A structured set of objections, weighed in public.

Desk editor's note, referee report, simulated authors' rebuttal, and a circularity audit. Tearing a paper down is the easy half of reading it; the pith above is the substance, this is the friction.

Referee Report

1 major / 0 minor

Summary. The manuscript develops a systematic framework for constructing parameter-free algorithms for smooth nonconvex optimization. The framework relies on higher-order regularization in which each step solves a regularized local model whose regularization exponent strictly exceeds the order of the model error. This design is claimed to render the method robust to misspecification of the regularization parameter, eliminating the need for backtracking or line-search acceptance tests. The framework is instantiated for gradient descent, Newton’s method, the Gauss–Newton method, stochastic gradient descent, and PAGE. The resulting algorithms are stated to achieve complexity bounds with optimal or best-known dependence on target accuracy without any prior knowledge of problem-dependent parameters; when such parameters are known up to constant factors, suitable tuning recovers the optimal dependence on those parameters as well.

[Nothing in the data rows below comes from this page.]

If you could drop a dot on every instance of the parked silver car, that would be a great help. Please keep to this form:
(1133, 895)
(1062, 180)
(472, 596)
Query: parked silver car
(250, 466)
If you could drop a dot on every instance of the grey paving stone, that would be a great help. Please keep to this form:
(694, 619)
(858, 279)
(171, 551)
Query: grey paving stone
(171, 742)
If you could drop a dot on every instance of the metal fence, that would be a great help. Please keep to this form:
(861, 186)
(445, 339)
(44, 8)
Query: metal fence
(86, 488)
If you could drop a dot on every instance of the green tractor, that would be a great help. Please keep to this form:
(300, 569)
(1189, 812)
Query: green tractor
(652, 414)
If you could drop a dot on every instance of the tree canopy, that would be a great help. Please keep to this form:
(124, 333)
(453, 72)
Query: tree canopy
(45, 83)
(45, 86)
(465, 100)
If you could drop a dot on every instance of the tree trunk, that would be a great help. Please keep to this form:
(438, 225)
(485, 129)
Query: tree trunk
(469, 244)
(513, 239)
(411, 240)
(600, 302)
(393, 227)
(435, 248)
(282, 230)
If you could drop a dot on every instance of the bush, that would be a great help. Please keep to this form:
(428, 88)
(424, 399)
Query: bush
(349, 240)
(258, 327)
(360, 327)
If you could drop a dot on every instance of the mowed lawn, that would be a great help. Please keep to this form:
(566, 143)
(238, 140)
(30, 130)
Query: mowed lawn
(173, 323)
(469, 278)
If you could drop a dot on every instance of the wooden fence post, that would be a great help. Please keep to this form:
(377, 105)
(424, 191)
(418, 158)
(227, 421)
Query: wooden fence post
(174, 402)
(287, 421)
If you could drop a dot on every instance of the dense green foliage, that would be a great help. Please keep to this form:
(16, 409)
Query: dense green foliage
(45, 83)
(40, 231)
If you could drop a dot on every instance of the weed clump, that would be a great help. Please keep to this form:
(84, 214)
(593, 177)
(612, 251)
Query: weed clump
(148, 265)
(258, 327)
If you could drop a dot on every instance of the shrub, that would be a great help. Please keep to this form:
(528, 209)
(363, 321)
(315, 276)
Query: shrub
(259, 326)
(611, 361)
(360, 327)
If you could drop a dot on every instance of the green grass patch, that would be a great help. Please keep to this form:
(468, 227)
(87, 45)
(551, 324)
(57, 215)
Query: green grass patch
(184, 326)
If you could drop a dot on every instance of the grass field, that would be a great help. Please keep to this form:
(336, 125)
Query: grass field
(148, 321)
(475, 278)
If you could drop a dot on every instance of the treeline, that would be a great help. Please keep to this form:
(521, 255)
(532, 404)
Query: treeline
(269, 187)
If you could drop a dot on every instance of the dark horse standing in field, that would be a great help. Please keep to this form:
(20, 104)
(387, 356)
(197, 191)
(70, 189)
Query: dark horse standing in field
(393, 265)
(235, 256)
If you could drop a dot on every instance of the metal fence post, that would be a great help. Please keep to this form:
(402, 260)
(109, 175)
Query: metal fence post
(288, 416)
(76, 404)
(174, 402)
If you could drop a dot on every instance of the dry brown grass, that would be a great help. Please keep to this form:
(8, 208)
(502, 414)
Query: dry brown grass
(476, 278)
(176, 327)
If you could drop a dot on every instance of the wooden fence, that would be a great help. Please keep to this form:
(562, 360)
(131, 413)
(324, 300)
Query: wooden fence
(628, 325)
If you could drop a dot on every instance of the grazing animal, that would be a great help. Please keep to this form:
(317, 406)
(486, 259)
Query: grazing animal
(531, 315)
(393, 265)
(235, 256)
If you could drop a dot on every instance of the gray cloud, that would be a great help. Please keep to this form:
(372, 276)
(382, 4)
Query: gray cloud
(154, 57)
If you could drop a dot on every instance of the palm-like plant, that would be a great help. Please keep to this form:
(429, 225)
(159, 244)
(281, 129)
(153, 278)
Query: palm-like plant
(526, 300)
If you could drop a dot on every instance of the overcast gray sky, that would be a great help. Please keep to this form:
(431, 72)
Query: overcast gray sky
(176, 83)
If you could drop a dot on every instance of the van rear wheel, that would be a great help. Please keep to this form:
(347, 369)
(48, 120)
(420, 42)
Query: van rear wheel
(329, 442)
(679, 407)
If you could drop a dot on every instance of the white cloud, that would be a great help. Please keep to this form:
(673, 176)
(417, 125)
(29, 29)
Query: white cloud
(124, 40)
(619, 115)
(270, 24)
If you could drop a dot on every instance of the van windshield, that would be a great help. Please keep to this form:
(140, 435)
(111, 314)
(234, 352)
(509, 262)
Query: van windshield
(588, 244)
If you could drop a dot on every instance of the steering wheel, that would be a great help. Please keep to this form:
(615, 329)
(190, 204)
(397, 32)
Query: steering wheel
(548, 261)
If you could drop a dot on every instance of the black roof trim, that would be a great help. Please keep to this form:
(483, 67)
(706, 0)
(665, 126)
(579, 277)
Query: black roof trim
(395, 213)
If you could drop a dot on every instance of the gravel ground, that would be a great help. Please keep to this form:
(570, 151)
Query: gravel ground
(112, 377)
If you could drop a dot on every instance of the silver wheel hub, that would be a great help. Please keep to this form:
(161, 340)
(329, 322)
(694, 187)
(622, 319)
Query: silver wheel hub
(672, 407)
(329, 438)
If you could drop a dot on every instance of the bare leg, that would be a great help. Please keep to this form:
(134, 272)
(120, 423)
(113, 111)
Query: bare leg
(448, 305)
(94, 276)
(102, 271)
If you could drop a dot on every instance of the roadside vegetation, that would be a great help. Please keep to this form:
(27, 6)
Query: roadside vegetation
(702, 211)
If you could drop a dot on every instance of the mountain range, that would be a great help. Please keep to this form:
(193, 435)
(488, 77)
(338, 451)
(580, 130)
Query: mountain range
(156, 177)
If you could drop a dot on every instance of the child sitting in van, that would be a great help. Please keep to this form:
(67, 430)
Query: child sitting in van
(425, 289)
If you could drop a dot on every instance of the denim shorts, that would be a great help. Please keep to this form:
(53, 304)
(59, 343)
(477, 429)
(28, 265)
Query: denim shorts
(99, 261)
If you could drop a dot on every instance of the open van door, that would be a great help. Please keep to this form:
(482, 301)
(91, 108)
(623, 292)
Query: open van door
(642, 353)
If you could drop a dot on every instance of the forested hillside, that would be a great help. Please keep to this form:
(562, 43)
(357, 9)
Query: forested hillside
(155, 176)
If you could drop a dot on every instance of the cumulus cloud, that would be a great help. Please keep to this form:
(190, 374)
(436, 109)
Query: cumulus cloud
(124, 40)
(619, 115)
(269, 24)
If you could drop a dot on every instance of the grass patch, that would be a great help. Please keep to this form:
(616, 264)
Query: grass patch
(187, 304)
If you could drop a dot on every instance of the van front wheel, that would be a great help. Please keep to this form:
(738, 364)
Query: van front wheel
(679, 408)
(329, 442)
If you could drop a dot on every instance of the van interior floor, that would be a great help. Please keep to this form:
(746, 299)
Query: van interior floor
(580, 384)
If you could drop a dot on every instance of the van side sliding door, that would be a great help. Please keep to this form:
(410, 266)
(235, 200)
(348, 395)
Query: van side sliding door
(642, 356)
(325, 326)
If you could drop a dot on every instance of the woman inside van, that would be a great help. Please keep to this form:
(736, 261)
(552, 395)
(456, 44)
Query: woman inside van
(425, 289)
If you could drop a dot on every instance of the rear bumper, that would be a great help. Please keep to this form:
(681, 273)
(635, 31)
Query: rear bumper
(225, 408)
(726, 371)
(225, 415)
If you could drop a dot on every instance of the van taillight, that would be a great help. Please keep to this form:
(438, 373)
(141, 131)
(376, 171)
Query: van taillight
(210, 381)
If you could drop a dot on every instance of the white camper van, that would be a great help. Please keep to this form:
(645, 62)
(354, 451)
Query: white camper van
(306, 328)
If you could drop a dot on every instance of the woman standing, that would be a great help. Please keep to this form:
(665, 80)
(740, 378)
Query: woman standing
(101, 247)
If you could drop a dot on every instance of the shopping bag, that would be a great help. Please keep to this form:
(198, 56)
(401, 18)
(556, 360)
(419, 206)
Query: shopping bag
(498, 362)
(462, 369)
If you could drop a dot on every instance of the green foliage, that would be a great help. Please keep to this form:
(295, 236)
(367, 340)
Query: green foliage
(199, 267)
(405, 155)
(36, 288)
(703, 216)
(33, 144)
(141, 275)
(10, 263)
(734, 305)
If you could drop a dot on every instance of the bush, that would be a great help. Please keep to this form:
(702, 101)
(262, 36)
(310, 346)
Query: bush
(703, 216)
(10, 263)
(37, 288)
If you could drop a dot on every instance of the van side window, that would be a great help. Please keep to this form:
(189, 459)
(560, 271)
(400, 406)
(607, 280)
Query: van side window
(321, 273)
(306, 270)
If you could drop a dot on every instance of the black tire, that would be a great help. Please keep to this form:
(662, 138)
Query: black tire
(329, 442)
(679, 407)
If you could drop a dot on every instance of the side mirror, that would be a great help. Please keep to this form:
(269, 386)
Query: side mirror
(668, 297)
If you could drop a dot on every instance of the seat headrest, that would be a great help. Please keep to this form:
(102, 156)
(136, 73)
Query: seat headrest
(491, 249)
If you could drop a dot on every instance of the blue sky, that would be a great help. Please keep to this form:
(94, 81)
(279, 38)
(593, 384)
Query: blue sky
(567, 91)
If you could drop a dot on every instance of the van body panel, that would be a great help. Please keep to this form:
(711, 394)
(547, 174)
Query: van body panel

Significance. If the claimed complexity bounds are rigorously established, the work would constitute a meaningful contribution to nonconvex optimization by supplying a single, general recipe that removes the need for problem-specific parameter tuning while preserving optimal rates. The uniform treatment of both deterministic and stochastic first- and second-order methods is a strength. The absence of any machine-checked proofs or reproducible code is noted; the assessment therefore rests entirely on the correctness of the analytic arguments, which cannot be verified from the abstract alone.

major comments (1)
  1. [Abstract] Abstract (paragraph on higher-order regularization design): the central robustness claim rests on the assertion that choosing a regularization exponent strictly larger than the order of the local model error suffices to achieve parameter-free guarantees. No derivation or counter-example is supplied in the visible text, making it impossible to confirm that this exponent choice does not implicitly re-introduce problem-dependent constants or reduce the claimed bounds to fitted quantities.

Simulated Author's Rebuttal

1 responses · 0 unresolved

We thank the referee for their review of our manuscript. We address the major comment below.

read point-by-point responses
  1. Referee: [Abstract] Abstract (paragraph on higher-order regularization design): the central robustness claim rests on the assertion that choosing a regularization exponent strictly larger than the order of the local model error suffices to achieve parameter-free guarantees. No derivation or counter-example is supplied in the visible text, making it impossible to confirm that this exponent choice does not implicitly re-introduce problem-dependent constants or reduce the claimed bounds to fitted quantities.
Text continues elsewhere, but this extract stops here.